British Secret Projects 5: Britain's Space Shuttle
Author: Dan Sharp
Publisher: Crecy Publishing
Much is talked about the American and Russian space program, but many other countries have delved into space exploration as well. In the 1960s, Britain looked into building high-speed aircraft and reusable spacecraft, a plan that resulted in some impressive designs that pushed the envelope of what was then available. This latest book by Dan Sharp, published by Crecy Publishing, opens the archives on this interesting venture and presents a thorough history on what might have been had Britain continued to explore the possibility of space travel.

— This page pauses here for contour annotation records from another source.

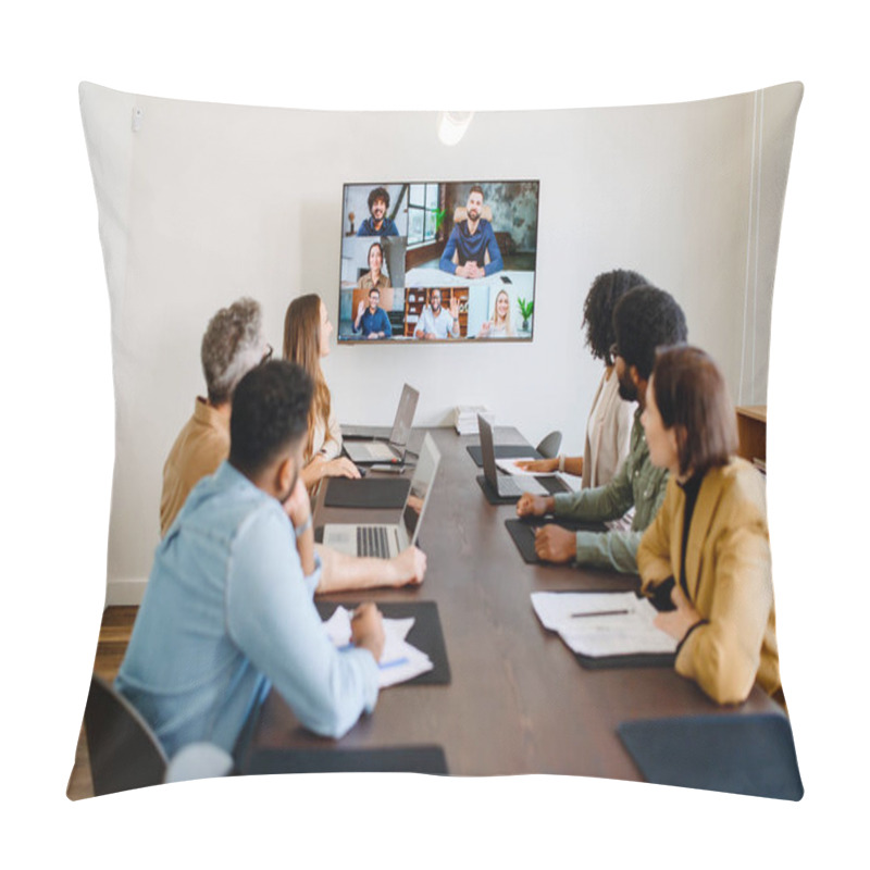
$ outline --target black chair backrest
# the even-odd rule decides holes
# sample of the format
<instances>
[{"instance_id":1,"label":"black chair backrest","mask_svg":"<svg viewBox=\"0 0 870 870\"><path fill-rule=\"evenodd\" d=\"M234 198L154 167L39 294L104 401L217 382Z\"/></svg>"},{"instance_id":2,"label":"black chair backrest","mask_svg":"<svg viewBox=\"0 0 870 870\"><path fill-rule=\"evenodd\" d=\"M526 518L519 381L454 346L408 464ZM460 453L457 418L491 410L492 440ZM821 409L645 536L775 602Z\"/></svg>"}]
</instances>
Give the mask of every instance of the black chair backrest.
<instances>
[{"instance_id":1,"label":"black chair backrest","mask_svg":"<svg viewBox=\"0 0 870 870\"><path fill-rule=\"evenodd\" d=\"M113 686L90 679L85 707L85 734L95 795L158 785L166 771L166 755L138 710Z\"/></svg>"}]
</instances>

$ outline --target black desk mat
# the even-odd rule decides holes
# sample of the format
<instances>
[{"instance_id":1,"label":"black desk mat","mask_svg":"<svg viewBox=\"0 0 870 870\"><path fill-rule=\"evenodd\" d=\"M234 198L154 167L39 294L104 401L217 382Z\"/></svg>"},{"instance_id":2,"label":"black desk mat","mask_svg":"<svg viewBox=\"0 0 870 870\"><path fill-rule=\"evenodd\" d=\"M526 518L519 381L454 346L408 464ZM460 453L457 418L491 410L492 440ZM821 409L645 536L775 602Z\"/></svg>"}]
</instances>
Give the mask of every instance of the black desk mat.
<instances>
[{"instance_id":1,"label":"black desk mat","mask_svg":"<svg viewBox=\"0 0 870 870\"><path fill-rule=\"evenodd\" d=\"M318 613L323 620L330 619L338 605L332 601L314 601ZM351 610L356 605L343 604L341 607ZM398 683L394 688L413 685L446 685L450 682L450 663L447 660L447 647L444 643L444 632L438 618L438 606L435 601L384 601L377 602L377 609L386 619L408 619L414 617L414 624L405 638L411 646L425 652L432 659L431 671L421 673L407 683ZM384 689L386 691L386 689Z\"/></svg>"},{"instance_id":2,"label":"black desk mat","mask_svg":"<svg viewBox=\"0 0 870 870\"><path fill-rule=\"evenodd\" d=\"M440 746L390 746L378 749L258 749L243 771L263 773L431 773L446 776Z\"/></svg>"},{"instance_id":3,"label":"black desk mat","mask_svg":"<svg viewBox=\"0 0 870 870\"><path fill-rule=\"evenodd\" d=\"M647 782L800 800L788 719L778 713L620 722L617 734Z\"/></svg>"},{"instance_id":4,"label":"black desk mat","mask_svg":"<svg viewBox=\"0 0 870 870\"><path fill-rule=\"evenodd\" d=\"M402 508L410 488L408 477L331 477L323 504L327 508Z\"/></svg>"},{"instance_id":5,"label":"black desk mat","mask_svg":"<svg viewBox=\"0 0 870 870\"><path fill-rule=\"evenodd\" d=\"M477 486L481 487L483 494L486 496L486 500L490 505L514 505L520 500L520 496L500 496L496 490L490 486L489 481L486 480L486 475L478 474L474 478L477 481ZM517 481L517 484L522 488L523 478L522 477L514 477L513 480ZM555 496L558 493L570 493L571 487L569 487L564 481L560 481L558 477L547 476L547 477L535 477L535 480L549 493L549 495Z\"/></svg>"}]
</instances>

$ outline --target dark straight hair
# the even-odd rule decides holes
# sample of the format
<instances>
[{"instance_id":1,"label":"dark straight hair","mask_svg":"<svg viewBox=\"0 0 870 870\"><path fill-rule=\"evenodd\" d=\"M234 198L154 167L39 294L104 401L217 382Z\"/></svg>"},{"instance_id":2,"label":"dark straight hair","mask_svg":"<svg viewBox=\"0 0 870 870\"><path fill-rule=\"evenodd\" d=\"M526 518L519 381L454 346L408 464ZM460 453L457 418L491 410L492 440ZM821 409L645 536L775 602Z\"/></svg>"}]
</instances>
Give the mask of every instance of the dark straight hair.
<instances>
[{"instance_id":1,"label":"dark straight hair","mask_svg":"<svg viewBox=\"0 0 870 870\"><path fill-rule=\"evenodd\" d=\"M689 345L659 350L652 393L666 428L676 426L680 473L704 474L737 451L737 419L712 358Z\"/></svg>"}]
</instances>

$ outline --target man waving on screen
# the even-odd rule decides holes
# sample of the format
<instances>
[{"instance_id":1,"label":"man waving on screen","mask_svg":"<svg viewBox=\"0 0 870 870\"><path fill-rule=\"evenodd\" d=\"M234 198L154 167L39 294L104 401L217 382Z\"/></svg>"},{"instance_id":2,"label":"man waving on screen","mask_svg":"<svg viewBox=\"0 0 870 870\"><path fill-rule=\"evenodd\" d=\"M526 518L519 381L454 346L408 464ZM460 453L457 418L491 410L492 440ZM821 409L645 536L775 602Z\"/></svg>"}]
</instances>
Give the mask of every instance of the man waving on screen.
<instances>
[{"instance_id":1,"label":"man waving on screen","mask_svg":"<svg viewBox=\"0 0 870 870\"><path fill-rule=\"evenodd\" d=\"M493 225L483 213L483 188L474 185L465 204L468 217L453 225L438 266L463 278L482 278L505 268ZM453 253L459 262L453 262ZM486 254L489 262L486 262Z\"/></svg>"}]
</instances>

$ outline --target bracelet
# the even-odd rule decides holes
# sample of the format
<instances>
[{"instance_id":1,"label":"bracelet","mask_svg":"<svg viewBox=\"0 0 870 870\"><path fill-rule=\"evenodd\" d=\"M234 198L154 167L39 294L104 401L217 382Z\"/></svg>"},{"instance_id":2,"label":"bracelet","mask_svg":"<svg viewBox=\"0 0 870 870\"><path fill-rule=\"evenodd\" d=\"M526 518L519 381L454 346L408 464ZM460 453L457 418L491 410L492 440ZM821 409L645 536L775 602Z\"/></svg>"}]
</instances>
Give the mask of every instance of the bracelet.
<instances>
[{"instance_id":1,"label":"bracelet","mask_svg":"<svg viewBox=\"0 0 870 870\"><path fill-rule=\"evenodd\" d=\"M296 532L296 539L297 539L297 540L298 540L300 537L302 537L302 535L303 535L306 532L308 532L308 530L309 530L309 529L311 529L311 522L312 522L312 520L311 520L311 512L309 511L309 513L308 513L308 519L307 519L307 520L306 520L306 521L304 521L304 522L303 522L303 523L302 523L302 524L301 524L301 525L300 525L298 529L296 529L296 530L295 530L295 532Z\"/></svg>"}]
</instances>

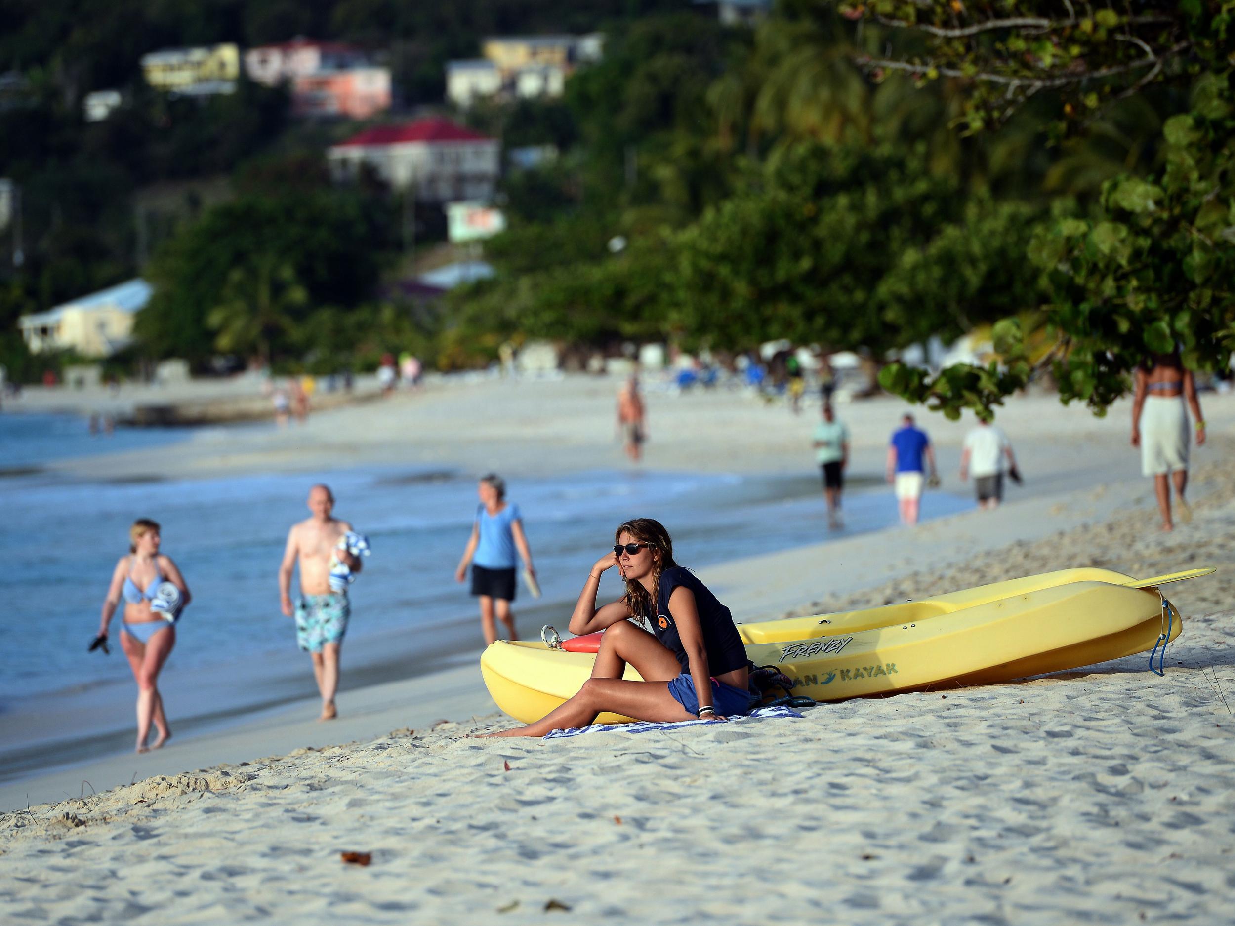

The book covers two main subjects, the P.42 Project and the MUSTARD Project. The P.42 Project examined a wide range of designs that embraced different concepts at getting vehicles into orbit, including huge delta-winged launch platforms, manned rocket boosters, and small spaceplanes reminiscent of the US lifting bodies that were starting to appear around the same time. MUSTARD stood for Multi-Unit Space Transport And Recovery Device and was, in essence, a space shuttle that came about years before the US or Russia started on their space shuttle designs. The MUSTARD Project was set up in a very similar way to how both the US Space Shuttle and Russian Buran were eventually created, with two boosters vertically launching the vehicle into orbit for its mission, then letting the vehicle glide back to earth.
Both of these projects had their naysayers, though, and those people ended up holding more sway in the Ministry of Aviation and the Royal Aircraft Establishment. The result was that these projects never made it out of the design phase, and what's more, they remained classified for decades, keeping these monumental achievements secret and hidden away. The author has managed to gain access to these projects, though, and through his meticulous research that included interviewing team members and poring over drawings and documents, we now know just how far Britain's advancement in high altitude aviation and space technology went, and what might have been. Throughout the book, complementing the engaging text, are lots of period drawings that show the evolution of design across both the P.42 and MUSTARD projects. Bringing some of those to life are the renderings and illustrations of various designs that show how they might have appeared.
This is another fascinating addition to the Secret Projects line by Crecy Publishing, one which covers some great what-if scenarios. My thanks to Specialty Press for the review copy.